Source: Globe and Mail
Date: April 21, 1989

The Church of Scientology lost another round yesterday in a long-running legal effort to keep religious confessions out of the hands of police and prosecutors.

The Supreme Court of Canada, in a decision released without comment, refused leave to appeal for the church and 120 members who wanted to overturn an Ontario Court of Appeal judgment that went against them last December.

The decision means the appeal judgment will stand, and police will not be required to return written confessions which the church had argued were confidential communications between priest and penitent.

The issue arose when Ontario Provincial Police, acting on warrants alleging possible tax fraud, raided the Toronto premises of the church and the home of one member in 1983, seizing more than 850 boxes of material including files, books, correspondence and other documents.

A variety of charges, including theft, possession of stolen property and breach of trust, were later laid against the church and several members.

The charges relate in part to the theft of confidential documents from Ontario government offices.

Church lawyers initially tried to quash the search warrants and have all the material returned.

After the courts rejected that effort, the lawyers argued on narrower grounds that some 2,000 documents consisting of religious confessions should be returned.

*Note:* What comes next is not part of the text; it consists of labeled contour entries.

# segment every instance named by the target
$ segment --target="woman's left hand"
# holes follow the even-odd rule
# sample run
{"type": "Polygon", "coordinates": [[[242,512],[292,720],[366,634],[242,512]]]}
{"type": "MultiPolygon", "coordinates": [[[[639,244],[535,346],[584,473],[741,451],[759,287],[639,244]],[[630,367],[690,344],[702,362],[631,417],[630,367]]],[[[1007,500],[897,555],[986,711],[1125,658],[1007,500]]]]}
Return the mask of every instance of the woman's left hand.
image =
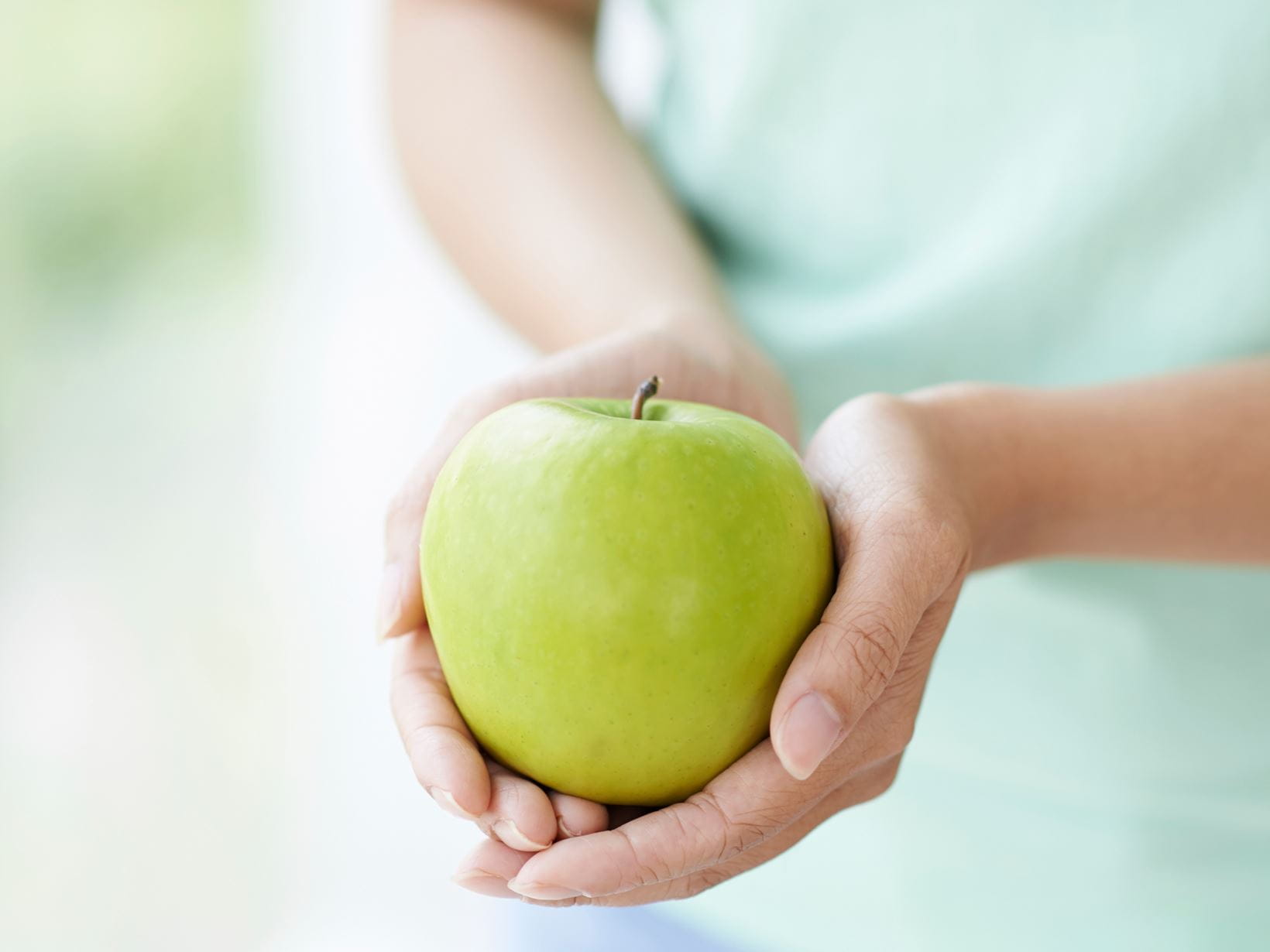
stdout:
{"type": "Polygon", "coordinates": [[[968,456],[937,406],[922,395],[860,397],[812,440],[805,465],[824,495],[841,571],[781,684],[770,740],[682,803],[540,853],[483,843],[457,878],[508,880],[551,905],[681,899],[883,793],[961,581],[982,561],[973,553],[1008,496],[988,485],[1002,480],[999,457],[991,447],[968,456]]]}

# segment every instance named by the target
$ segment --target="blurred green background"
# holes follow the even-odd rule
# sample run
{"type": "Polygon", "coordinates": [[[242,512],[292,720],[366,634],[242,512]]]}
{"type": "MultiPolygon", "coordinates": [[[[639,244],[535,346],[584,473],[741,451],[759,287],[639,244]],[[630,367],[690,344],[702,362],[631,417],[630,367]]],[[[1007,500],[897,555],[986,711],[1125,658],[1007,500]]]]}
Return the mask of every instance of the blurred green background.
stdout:
{"type": "Polygon", "coordinates": [[[4,347],[234,281],[257,217],[245,0],[0,5],[4,347]]]}

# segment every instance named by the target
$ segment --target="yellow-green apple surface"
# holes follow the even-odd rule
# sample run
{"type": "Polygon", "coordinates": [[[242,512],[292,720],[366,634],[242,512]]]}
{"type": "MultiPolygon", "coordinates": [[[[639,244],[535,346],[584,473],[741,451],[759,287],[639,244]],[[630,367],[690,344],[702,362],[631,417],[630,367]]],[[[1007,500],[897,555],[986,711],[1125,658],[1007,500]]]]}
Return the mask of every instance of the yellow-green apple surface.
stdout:
{"type": "Polygon", "coordinates": [[[765,736],[834,566],[785,440],[714,406],[644,406],[650,388],[634,409],[526,400],[485,418],[437,477],[420,561],[481,745],[544,786],[659,806],[765,736]]]}

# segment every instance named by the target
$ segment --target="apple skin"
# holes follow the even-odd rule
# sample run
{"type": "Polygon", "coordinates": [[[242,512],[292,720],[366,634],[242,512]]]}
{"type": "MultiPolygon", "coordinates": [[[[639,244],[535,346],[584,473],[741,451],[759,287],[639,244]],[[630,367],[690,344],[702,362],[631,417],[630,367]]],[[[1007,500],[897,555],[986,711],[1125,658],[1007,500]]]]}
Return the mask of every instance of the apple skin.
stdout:
{"type": "Polygon", "coordinates": [[[702,404],[526,400],[423,522],[428,623],[472,734],[538,783],[662,806],[767,734],[833,589],[824,503],[762,424],[702,404]]]}

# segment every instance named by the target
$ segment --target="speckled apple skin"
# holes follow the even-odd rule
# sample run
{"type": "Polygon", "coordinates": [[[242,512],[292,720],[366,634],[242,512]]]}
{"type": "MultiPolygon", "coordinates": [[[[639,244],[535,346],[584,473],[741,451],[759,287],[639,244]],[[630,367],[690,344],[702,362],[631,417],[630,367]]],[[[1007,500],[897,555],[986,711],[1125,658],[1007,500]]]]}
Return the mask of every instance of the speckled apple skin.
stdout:
{"type": "Polygon", "coordinates": [[[527,400],[428,501],[428,622],[499,762],[603,803],[683,800],[767,732],[834,562],[824,504],[762,424],[701,404],[527,400]]]}

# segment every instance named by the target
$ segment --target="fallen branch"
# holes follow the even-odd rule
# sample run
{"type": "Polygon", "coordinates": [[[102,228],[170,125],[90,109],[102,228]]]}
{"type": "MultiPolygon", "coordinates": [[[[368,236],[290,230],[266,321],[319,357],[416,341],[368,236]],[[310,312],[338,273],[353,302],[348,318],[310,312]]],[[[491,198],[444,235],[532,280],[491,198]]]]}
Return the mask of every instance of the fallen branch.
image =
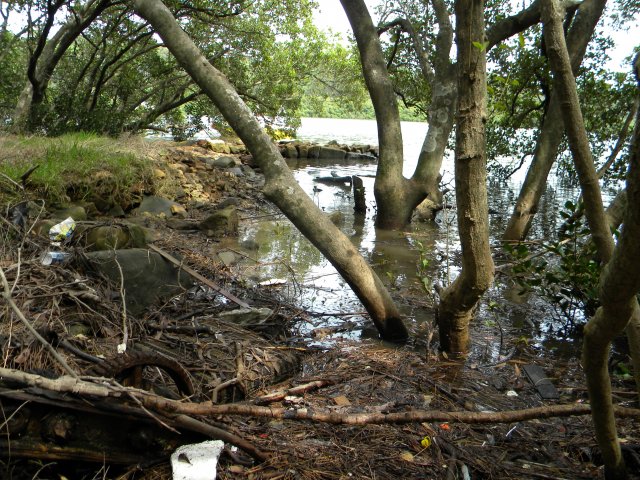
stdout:
{"type": "Polygon", "coordinates": [[[2,281],[2,298],[9,304],[9,307],[13,310],[16,316],[20,319],[20,321],[27,327],[27,330],[31,332],[31,334],[36,337],[36,339],[42,344],[42,346],[51,354],[51,356],[60,364],[60,366],[64,369],[67,374],[69,374],[73,378],[78,378],[78,374],[73,371],[73,369],[67,364],[64,358],[60,356],[58,352],[56,352],[55,348],[51,346],[49,342],[47,342],[42,335],[38,333],[38,331],[31,325],[31,322],[27,320],[27,317],[24,316],[16,302],[11,298],[11,288],[9,288],[9,282],[7,282],[7,277],[4,275],[4,270],[0,268],[0,280],[2,281]]]}
{"type": "Polygon", "coordinates": [[[318,388],[326,387],[327,385],[333,385],[334,383],[335,382],[333,380],[315,380],[313,382],[297,385],[287,390],[278,390],[277,392],[262,395],[258,398],[253,399],[253,403],[255,403],[256,405],[264,405],[267,403],[279,402],[288,395],[300,395],[301,393],[306,393],[310,390],[316,390],[318,388]]]}
{"type": "Polygon", "coordinates": [[[211,280],[209,280],[208,278],[200,275],[198,272],[196,272],[194,269],[189,268],[188,266],[186,266],[183,262],[177,260],[175,257],[172,257],[171,255],[169,255],[167,252],[165,252],[164,250],[162,250],[159,247],[156,247],[155,245],[148,245],[148,247],[153,250],[156,253],[159,253],[160,255],[162,255],[164,258],[166,258],[167,260],[169,260],[171,263],[173,263],[174,265],[176,265],[177,267],[181,268],[182,270],[184,270],[185,272],[187,272],[189,275],[191,275],[193,278],[195,278],[196,280],[201,281],[202,283],[204,283],[207,287],[211,288],[212,290],[218,292],[220,295],[228,298],[229,300],[231,300],[233,303],[235,303],[236,305],[242,307],[242,308],[251,308],[251,306],[243,301],[240,300],[238,297],[236,297],[235,295],[233,295],[230,292],[227,292],[224,288],[220,287],[219,285],[215,284],[214,282],[212,282],[211,280]]]}
{"type": "MultiPolygon", "coordinates": [[[[214,405],[211,402],[183,403],[135,388],[117,388],[108,383],[96,384],[85,380],[60,377],[44,378],[19,370],[0,368],[0,380],[22,386],[38,387],[56,392],[77,395],[123,398],[134,396],[145,408],[165,413],[184,415],[244,415],[250,417],[277,418],[285,420],[307,420],[319,423],[343,425],[371,425],[385,423],[462,422],[467,424],[514,423],[534,419],[589,415],[591,406],[585,404],[548,405],[544,407],[509,410],[506,412],[443,412],[438,410],[413,410],[397,413],[337,413],[332,411],[301,408],[298,410],[260,407],[257,405],[231,403],[214,405]]],[[[375,409],[375,407],[371,407],[375,409]]],[[[620,418],[640,418],[640,409],[615,406],[615,415],[620,418]]]]}

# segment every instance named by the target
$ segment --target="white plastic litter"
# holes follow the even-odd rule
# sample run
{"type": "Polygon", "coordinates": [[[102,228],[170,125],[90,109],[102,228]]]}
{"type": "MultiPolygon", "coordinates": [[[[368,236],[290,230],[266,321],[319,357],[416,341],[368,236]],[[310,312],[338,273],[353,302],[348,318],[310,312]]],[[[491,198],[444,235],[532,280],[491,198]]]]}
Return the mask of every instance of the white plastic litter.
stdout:
{"type": "Polygon", "coordinates": [[[179,447],[171,455],[173,480],[214,480],[223,448],[222,440],[179,447]]]}
{"type": "Polygon", "coordinates": [[[67,217],[62,222],[49,229],[49,239],[52,242],[64,242],[73,236],[76,231],[76,222],[71,217],[67,217]]]}

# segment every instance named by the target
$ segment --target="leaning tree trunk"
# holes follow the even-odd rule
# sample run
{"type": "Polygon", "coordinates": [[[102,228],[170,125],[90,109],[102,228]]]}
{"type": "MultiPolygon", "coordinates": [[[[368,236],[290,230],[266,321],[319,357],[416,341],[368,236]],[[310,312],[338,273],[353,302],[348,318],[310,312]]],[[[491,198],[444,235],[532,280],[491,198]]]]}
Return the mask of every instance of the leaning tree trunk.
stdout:
{"type": "MultiPolygon", "coordinates": [[[[622,234],[614,251],[613,238],[602,205],[598,175],[580,111],[575,78],[571,71],[562,30],[561,10],[557,0],[543,1],[547,54],[554,72],[555,88],[564,99],[562,113],[582,188],[585,215],[600,260],[608,262],[600,278],[599,296],[602,306],[584,329],[582,363],[587,377],[596,438],[604,459],[605,476],[622,479],[626,478],[626,471],[617,438],[607,361],[611,341],[623,332],[630,319],[637,320],[640,315],[635,297],[640,291],[639,130],[636,124],[627,177],[628,207],[622,234]]],[[[640,68],[639,58],[636,58],[636,75],[640,68]]],[[[640,80],[640,76],[638,77],[640,80]]]]}
{"type": "Polygon", "coordinates": [[[277,147],[227,78],[211,65],[161,0],[134,0],[136,12],[162,37],[176,60],[209,96],[245,143],[265,176],[264,193],[333,264],[356,293],[380,335],[408,335],[388,291],[349,239],[324,215],[293,178],[277,147]]]}
{"type": "Polygon", "coordinates": [[[493,281],[486,189],[486,57],[483,0],[457,0],[458,117],[455,185],[462,271],[438,306],[441,347],[453,354],[469,346],[469,322],[493,281]],[[475,45],[474,45],[475,44],[475,45]]]}
{"type": "MultiPolygon", "coordinates": [[[[567,37],[567,46],[574,72],[582,63],[587,45],[605,4],[606,0],[586,0],[578,9],[567,37]]],[[[538,210],[540,198],[547,186],[547,177],[558,155],[558,148],[564,133],[564,123],[560,111],[562,98],[555,89],[552,91],[549,109],[540,129],[534,157],[504,232],[504,240],[524,240],[538,210]]]]}
{"type": "Polygon", "coordinates": [[[88,2],[80,11],[71,14],[51,38],[48,38],[48,33],[54,18],[48,19],[38,46],[29,59],[27,83],[14,110],[12,128],[15,132],[32,130],[34,113],[45,99],[51,75],[58,63],[82,32],[111,5],[111,0],[88,2]]]}
{"type": "Polygon", "coordinates": [[[380,155],[374,184],[376,225],[399,229],[409,223],[424,193],[418,192],[414,188],[417,185],[402,175],[404,153],[398,102],[367,6],[364,0],[341,0],[341,3],[358,44],[362,73],[378,125],[380,155]]]}

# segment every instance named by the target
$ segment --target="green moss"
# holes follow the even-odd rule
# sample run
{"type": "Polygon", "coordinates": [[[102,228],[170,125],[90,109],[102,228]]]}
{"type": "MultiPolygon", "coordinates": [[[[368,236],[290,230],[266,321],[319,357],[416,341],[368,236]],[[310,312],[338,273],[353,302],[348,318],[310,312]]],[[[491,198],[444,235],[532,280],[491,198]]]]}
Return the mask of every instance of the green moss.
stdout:
{"type": "MultiPolygon", "coordinates": [[[[142,140],[114,140],[79,132],[57,138],[0,137],[0,185],[5,197],[20,192],[8,179],[21,183],[29,175],[30,196],[65,205],[94,195],[128,203],[129,197],[150,188],[151,162],[142,140]]],[[[5,198],[6,200],[6,198],[5,198]]],[[[4,202],[3,202],[4,203],[4,202]]]]}

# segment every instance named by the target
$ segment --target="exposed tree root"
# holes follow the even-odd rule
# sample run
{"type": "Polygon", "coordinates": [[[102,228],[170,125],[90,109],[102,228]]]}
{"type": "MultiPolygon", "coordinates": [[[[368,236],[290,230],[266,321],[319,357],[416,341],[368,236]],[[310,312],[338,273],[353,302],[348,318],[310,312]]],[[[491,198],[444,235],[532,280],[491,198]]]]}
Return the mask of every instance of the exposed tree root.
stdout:
{"type": "MultiPolygon", "coordinates": [[[[0,368],[0,379],[15,382],[26,387],[37,387],[56,392],[69,392],[81,396],[122,398],[126,394],[130,397],[136,398],[145,408],[164,414],[203,416],[244,415],[251,417],[308,420],[313,422],[346,425],[413,422],[463,422],[468,424],[513,423],[542,418],[589,415],[591,413],[591,407],[585,404],[548,405],[544,407],[504,412],[444,412],[437,410],[412,410],[408,412],[393,413],[337,413],[306,408],[272,408],[238,403],[224,405],[214,405],[211,402],[183,403],[176,400],[169,400],[143,390],[114,387],[106,382],[103,384],[96,384],[92,381],[77,380],[71,377],[49,379],[39,375],[5,368],[0,368]]],[[[614,410],[618,417],[640,418],[640,409],[615,406],[614,410]]]]}

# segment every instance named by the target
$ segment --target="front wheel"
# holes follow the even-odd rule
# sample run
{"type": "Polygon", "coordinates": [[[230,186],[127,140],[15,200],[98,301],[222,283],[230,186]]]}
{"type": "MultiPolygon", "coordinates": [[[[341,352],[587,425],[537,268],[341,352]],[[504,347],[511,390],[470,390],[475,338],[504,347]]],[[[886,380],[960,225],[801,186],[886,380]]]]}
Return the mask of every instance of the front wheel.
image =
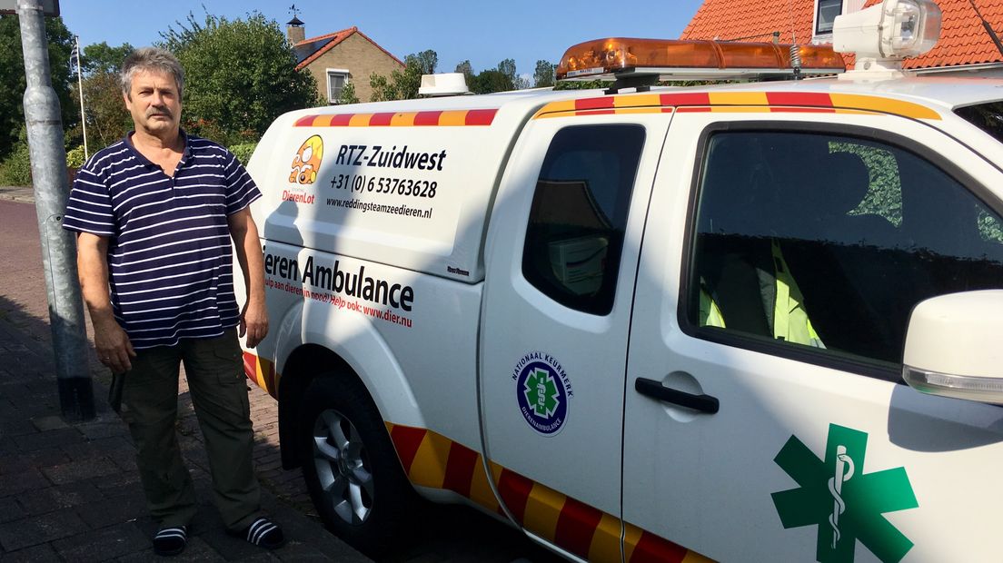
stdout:
{"type": "Polygon", "coordinates": [[[304,394],[298,431],[303,476],[328,528],[371,556],[401,546],[416,495],[365,388],[318,378],[304,394]]]}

The court decisions so far have centred on pre-trial issues such as the proper rules for issuing search warrants and detaining property during police investigations.

Four of 19 people charged have pleaded guilty and received absolute or conditional discharges.

Trials have not yet been held for 15 others and for the church itself.

The Church of Scientology, founded by the late American science fiction writer L. Ron Hubbard, claims seven million members in several countries, including 22,000 members in Canada.